Nelson summarizes his intention: “You’re playing through a retro shooter and you’ve just pulled off a slow-motion dive and a fantastic shot and blown a biblically accurate angel out of the sky, and then your character whispers to himself, ‘I don’t think she’s thinking about me anymore.’ You just go, ‘What?!’”
All of it leads me to wonder if making the game has been healing for the independent developer.
“I haven’t so much found it healing as sobering,” Nelson says. “I have the responsibility of having told this story to take the lessons from it seriously. There is a sentence in one of the endings of the project, which is, ‘It is terrifying to think of dying with all of these scars — let alone living with them.
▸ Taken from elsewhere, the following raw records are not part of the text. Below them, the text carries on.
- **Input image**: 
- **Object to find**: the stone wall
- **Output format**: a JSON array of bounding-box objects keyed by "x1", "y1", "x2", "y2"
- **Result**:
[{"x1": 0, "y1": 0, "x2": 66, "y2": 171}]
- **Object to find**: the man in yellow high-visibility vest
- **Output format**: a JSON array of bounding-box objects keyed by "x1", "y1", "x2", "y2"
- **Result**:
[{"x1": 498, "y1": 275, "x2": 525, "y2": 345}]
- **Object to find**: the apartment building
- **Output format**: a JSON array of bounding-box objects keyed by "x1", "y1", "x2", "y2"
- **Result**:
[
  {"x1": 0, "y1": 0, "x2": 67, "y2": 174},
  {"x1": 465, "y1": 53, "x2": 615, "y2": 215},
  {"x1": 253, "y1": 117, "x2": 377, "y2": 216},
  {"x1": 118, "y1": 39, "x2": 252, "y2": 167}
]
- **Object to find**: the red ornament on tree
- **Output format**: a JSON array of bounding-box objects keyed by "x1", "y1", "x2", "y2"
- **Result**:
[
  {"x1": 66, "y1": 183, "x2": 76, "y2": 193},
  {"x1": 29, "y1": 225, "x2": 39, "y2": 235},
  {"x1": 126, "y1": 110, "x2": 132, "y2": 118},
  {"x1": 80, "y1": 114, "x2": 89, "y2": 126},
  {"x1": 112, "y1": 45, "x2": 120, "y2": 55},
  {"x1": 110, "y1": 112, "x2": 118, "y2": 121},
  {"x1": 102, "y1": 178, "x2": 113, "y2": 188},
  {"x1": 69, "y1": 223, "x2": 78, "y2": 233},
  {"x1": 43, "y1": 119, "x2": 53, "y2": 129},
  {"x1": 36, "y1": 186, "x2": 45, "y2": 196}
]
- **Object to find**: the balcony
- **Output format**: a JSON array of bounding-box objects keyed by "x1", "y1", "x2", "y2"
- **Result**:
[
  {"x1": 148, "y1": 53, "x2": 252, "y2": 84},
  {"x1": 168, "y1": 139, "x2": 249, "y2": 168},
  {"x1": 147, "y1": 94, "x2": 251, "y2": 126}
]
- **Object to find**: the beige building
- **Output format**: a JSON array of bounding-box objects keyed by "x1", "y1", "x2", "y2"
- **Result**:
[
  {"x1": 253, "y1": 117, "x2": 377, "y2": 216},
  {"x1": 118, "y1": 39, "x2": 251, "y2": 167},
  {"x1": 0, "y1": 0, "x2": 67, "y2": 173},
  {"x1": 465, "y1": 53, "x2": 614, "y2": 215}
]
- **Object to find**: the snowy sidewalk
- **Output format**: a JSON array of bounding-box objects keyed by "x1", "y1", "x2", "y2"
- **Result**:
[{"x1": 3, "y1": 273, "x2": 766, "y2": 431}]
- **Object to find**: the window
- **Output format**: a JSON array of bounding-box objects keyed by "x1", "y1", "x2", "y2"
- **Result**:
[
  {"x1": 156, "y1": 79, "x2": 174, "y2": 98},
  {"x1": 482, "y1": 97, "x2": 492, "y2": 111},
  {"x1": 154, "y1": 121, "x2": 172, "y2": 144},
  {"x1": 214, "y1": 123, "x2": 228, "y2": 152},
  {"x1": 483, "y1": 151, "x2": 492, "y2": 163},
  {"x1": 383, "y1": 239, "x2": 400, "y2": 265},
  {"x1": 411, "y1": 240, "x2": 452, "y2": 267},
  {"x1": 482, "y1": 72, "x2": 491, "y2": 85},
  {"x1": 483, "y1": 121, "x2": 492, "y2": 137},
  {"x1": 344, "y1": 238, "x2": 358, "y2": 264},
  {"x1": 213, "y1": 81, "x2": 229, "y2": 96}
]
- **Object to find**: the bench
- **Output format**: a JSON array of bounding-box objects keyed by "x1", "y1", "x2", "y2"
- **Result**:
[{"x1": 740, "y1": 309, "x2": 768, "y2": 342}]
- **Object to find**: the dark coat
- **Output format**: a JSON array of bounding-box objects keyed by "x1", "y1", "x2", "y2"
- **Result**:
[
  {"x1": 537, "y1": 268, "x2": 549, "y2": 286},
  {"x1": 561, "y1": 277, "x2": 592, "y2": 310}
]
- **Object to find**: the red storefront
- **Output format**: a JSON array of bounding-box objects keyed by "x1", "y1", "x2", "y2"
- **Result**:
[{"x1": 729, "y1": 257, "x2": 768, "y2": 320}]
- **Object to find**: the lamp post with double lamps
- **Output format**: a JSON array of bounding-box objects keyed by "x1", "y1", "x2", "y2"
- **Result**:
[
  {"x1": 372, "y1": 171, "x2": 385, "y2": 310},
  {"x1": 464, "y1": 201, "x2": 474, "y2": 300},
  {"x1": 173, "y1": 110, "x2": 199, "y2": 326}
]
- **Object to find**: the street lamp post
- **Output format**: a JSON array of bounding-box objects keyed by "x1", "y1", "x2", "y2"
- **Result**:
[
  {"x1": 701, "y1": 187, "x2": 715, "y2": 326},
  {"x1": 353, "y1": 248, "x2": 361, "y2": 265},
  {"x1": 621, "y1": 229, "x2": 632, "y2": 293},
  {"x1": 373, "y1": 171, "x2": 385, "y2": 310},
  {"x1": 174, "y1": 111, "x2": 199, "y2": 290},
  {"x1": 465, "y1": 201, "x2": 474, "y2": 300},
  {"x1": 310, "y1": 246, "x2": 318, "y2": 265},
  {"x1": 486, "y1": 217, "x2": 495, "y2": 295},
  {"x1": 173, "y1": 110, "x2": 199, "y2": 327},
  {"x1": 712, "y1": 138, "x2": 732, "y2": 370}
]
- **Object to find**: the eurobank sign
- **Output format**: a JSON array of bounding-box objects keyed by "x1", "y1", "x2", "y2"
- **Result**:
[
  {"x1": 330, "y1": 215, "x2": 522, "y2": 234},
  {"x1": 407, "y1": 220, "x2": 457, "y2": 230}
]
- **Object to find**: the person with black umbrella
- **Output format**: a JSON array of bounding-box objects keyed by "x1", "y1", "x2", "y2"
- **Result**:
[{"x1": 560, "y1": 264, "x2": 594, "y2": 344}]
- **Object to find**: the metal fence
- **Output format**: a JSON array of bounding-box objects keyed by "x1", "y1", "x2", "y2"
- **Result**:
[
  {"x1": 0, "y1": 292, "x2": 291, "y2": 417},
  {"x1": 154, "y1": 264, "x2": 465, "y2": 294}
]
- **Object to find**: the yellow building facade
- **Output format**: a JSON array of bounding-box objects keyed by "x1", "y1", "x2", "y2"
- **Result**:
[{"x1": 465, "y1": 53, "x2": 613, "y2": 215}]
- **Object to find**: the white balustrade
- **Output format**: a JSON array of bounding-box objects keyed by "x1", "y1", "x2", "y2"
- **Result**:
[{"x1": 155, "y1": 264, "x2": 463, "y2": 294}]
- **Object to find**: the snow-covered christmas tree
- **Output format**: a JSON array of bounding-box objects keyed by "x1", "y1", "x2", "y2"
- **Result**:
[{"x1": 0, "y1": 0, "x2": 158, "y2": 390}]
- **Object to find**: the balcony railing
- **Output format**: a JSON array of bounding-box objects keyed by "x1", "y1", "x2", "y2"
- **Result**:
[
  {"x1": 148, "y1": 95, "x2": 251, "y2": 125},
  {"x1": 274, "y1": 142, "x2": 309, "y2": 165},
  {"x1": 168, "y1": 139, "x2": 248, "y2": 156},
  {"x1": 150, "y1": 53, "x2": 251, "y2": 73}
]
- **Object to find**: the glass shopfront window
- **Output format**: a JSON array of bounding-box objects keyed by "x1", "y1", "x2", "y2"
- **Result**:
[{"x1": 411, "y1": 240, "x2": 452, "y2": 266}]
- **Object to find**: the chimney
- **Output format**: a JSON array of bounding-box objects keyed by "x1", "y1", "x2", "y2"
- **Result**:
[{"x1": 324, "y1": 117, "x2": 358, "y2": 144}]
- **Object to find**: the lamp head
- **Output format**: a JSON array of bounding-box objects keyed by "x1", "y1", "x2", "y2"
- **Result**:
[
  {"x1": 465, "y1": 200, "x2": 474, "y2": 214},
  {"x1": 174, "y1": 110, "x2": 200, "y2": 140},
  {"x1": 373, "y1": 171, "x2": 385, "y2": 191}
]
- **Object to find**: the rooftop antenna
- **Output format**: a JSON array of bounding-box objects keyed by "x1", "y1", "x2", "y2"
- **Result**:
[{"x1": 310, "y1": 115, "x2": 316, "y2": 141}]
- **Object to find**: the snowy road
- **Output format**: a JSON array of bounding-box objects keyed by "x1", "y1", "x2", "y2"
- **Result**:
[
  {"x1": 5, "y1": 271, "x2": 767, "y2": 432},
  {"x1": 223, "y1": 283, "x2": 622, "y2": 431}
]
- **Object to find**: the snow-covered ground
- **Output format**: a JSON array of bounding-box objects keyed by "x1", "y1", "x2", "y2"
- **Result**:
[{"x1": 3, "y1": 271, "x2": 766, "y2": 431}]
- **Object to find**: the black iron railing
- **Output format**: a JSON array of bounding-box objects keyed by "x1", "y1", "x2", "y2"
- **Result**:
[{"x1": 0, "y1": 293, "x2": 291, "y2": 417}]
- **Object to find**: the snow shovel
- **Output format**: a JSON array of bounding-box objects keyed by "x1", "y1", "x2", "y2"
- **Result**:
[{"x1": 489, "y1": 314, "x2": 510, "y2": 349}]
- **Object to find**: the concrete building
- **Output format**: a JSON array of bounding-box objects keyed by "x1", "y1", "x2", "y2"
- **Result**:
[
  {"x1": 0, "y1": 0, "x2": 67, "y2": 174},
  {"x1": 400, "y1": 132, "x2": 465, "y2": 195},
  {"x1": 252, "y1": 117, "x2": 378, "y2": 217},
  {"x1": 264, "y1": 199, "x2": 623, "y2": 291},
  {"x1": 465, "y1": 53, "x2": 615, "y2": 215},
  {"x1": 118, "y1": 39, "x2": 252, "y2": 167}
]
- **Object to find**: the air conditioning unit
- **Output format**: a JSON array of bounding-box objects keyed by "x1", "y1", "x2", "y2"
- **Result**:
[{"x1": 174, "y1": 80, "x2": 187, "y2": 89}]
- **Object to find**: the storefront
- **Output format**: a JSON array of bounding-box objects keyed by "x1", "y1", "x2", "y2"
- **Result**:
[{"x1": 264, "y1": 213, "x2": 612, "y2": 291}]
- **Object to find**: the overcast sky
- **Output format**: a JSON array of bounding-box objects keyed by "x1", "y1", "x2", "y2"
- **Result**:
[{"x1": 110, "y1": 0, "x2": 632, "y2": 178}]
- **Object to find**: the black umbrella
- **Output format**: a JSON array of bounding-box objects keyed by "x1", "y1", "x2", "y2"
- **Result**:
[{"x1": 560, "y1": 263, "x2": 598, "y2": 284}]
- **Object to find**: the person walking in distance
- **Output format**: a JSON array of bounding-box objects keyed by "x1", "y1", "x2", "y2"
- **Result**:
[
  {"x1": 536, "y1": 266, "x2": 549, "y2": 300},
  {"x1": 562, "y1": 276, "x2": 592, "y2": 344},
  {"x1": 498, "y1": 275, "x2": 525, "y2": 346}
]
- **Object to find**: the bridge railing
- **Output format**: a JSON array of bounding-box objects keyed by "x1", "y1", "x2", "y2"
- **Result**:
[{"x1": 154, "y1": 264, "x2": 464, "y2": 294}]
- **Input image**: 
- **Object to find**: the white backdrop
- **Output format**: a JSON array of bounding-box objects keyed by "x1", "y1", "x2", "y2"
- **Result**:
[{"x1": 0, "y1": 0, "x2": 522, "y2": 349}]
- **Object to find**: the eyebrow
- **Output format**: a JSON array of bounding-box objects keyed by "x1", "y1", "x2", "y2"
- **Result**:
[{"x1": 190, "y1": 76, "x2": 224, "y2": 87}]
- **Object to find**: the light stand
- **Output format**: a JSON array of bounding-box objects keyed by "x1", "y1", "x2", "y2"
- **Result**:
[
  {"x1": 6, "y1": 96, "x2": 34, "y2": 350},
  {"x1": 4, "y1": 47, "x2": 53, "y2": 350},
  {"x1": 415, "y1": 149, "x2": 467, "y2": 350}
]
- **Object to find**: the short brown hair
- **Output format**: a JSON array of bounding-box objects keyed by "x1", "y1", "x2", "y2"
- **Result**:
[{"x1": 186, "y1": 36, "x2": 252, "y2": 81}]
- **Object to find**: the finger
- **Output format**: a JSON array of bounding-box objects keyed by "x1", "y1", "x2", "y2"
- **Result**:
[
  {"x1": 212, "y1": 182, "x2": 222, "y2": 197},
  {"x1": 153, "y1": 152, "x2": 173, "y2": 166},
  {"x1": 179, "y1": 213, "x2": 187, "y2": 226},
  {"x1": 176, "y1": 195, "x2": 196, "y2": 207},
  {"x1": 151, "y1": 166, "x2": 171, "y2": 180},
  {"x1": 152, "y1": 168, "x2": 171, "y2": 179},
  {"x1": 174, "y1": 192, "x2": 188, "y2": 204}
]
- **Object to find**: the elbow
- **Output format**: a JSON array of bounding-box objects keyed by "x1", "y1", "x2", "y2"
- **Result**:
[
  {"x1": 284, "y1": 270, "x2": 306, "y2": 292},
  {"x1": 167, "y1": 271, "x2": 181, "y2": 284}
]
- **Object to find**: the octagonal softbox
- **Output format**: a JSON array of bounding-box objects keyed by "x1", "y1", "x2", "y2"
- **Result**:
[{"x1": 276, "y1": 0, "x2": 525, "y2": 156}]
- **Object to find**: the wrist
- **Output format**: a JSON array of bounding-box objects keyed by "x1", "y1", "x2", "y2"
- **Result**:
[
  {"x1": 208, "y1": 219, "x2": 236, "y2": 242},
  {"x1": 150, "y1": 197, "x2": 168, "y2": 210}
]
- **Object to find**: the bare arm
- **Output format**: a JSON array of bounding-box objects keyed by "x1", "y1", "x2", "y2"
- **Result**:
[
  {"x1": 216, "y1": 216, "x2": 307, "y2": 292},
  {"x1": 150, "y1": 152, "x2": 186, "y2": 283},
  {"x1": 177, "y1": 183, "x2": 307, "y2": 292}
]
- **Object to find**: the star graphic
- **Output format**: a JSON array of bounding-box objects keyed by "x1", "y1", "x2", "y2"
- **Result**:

Trying with them. Trying to be good.’ … Growing up in the church, and I’m still a Christian, but one thing that’s very tempting is to think of a younger version of myself as more pure, more capable of being good and having a good life. I can’t hold this perspective. I can’t hold this version of myself as a paragon. I have to live with these scars and see them as beautiful and keep trying.”
Rather than ask the player if they want to continue or restart from an earlier save or checkpoint, each setback — death, essentially — in “El Paso, Elsewhere” is met with the text “You keep going.” It’s all any of us can do when haunted by the memory of an ex, even if they’re not the ruler of the vampires.